Resulting string format of token_replace(..., array('sanitize' => FALSE)) is undefined [#974782]

Comment	File	Size	Author
#27	token-sanitize-13.patch	67.78 KB	c960657
#26	token-sanitize-12.patch	66.02 KB	c960657
#25	token-sanitize-11.patch	66.87 KB	c960657
#23	token-sanitize-10.patch	66.67 KB	c960657
#22	token-sanitize-9.patch	70.48 KB	c960657
#20	token-sanitize-8.patch	70.34 KB	c960657
#16	token-sanitize-7.patch	38.18 KB	c960657
#11	token-sanitize-5.patch	35.43 KB	c960657
#10	token-sanitize-4.patch	52.07 KB	c960657
	token-sanitize-3.patch	50.97 KB	c960657

Comment #2

German

Karlsruhe

commented 17 November 2010 at 21:44

+++ modules/comment/comment.tokens.inc	17 Nov 2010 20:13:33 -0000
@@ -122,86 +122,85 @@ function comment_tokens($type, $tokens, 
-          $replacements[$original] = $sanitize ? check_plain($mail) : $mail;
+          $replacements[$original] = check_plain($mail);

Changes like this are definitely wrong. When $sanitize is FALSE, then the caller is asking for the original, raw token values, not to be output, but used in other contexts.

Powered by Dreditor.

Log in or register to post comments

Comment #3

dave reid

he/him

English

Nebraska USA

commented 17 November 2010 at 21:46

I would much rather prefer we can pass in $options['output'] = 'plain' or $options['output'] = 'html' or similar. By automatically applying check_plain() to token results we're removing flexibility to contrib modules that need the raw output.

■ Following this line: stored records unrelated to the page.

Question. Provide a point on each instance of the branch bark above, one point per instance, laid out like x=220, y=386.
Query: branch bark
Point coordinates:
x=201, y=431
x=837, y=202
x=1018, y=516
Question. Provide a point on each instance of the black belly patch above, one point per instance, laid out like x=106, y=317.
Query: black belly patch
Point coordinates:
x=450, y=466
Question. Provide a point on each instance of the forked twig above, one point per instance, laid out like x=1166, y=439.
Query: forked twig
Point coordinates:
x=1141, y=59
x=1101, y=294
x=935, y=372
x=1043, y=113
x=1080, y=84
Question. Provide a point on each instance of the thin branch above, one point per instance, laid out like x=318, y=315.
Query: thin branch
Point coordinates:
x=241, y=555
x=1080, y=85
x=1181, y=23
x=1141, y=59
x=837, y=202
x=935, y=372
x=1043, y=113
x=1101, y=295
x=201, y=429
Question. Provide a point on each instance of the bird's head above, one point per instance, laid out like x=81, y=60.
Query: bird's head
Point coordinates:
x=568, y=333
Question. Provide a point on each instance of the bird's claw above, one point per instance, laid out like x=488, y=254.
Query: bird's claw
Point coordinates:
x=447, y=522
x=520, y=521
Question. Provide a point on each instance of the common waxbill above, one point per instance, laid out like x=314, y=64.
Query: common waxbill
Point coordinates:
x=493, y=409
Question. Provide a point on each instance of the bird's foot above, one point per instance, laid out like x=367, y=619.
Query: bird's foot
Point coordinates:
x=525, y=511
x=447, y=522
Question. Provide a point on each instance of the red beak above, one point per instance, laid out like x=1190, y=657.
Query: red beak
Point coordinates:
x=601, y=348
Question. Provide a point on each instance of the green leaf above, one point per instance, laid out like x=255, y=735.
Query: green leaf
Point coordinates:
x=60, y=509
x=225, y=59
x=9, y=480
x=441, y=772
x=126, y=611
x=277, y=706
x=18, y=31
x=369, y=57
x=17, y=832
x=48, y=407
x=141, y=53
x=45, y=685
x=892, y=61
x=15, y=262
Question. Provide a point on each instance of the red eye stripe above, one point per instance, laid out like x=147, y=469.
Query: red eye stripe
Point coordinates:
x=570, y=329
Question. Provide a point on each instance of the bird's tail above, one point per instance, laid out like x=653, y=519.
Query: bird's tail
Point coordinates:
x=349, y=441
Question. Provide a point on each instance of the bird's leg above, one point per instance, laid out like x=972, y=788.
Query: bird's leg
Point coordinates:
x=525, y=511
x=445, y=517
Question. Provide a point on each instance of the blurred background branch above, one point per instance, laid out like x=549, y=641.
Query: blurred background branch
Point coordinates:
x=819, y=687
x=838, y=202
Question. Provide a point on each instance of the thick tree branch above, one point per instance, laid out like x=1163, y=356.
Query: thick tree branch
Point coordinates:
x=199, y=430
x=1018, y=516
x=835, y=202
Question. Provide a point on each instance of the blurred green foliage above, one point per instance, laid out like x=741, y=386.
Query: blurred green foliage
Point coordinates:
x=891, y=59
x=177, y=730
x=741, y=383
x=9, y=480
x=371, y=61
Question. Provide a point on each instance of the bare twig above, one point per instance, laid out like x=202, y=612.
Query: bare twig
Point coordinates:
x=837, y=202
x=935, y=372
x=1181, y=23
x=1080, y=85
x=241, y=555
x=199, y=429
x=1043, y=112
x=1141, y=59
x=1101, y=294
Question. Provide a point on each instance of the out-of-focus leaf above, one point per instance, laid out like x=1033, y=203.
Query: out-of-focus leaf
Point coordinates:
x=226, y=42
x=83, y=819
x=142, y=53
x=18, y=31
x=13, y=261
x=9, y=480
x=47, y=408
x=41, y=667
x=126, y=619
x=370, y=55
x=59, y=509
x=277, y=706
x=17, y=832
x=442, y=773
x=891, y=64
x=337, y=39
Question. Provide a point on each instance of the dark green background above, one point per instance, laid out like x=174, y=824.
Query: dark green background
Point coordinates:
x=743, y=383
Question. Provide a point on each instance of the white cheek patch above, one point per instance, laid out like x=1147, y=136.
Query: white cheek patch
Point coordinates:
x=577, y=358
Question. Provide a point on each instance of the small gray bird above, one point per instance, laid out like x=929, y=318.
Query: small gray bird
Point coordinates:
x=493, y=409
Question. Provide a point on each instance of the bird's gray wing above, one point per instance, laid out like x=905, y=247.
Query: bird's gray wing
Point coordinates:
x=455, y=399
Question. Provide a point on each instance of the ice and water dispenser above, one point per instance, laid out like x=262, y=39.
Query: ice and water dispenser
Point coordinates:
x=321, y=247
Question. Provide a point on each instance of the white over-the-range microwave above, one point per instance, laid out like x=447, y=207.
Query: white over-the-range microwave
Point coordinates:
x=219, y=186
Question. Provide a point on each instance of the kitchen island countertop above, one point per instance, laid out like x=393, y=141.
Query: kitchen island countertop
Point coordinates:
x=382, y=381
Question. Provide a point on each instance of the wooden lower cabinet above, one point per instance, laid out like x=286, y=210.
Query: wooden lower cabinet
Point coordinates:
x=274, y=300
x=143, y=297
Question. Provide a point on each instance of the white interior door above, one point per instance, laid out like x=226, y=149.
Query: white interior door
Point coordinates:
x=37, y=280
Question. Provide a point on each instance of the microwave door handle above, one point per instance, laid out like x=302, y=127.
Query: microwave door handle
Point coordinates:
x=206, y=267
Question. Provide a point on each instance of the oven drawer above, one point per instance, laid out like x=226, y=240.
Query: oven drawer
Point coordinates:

Log in or register to post comments

Comment #4

c960657 commented 17 November 2010 at 23:08

Changes like this are definitely wrong. When $sanitize is FALSE, then the caller is asking for the original, raw token values, not to be output, but used in other contexts.

I think that depends on whether $sanitize == FALSE is supposed to indicate 1) that the output is plain text, or 2) that the output is unsanitized HTML (that should be passed through filter_xss_admin(), not check_plain()). I thought there was consensus about case 1 (i.e. the behaviour is similar to the CHECK_PLAIN/PASS_THROUGH option for drupal_set_title()).

In case 2 we should run decode_entities(strip_tags()) on tokens that may contain HTML in order to convert them to plain text. We can do that, but that actually destroys information. I don't think “sanitize” is the right word to describe this process.

Or, 3) we can have a three-state option, so the function may return either sanitized HTML, unsanitized HTML or plain-text.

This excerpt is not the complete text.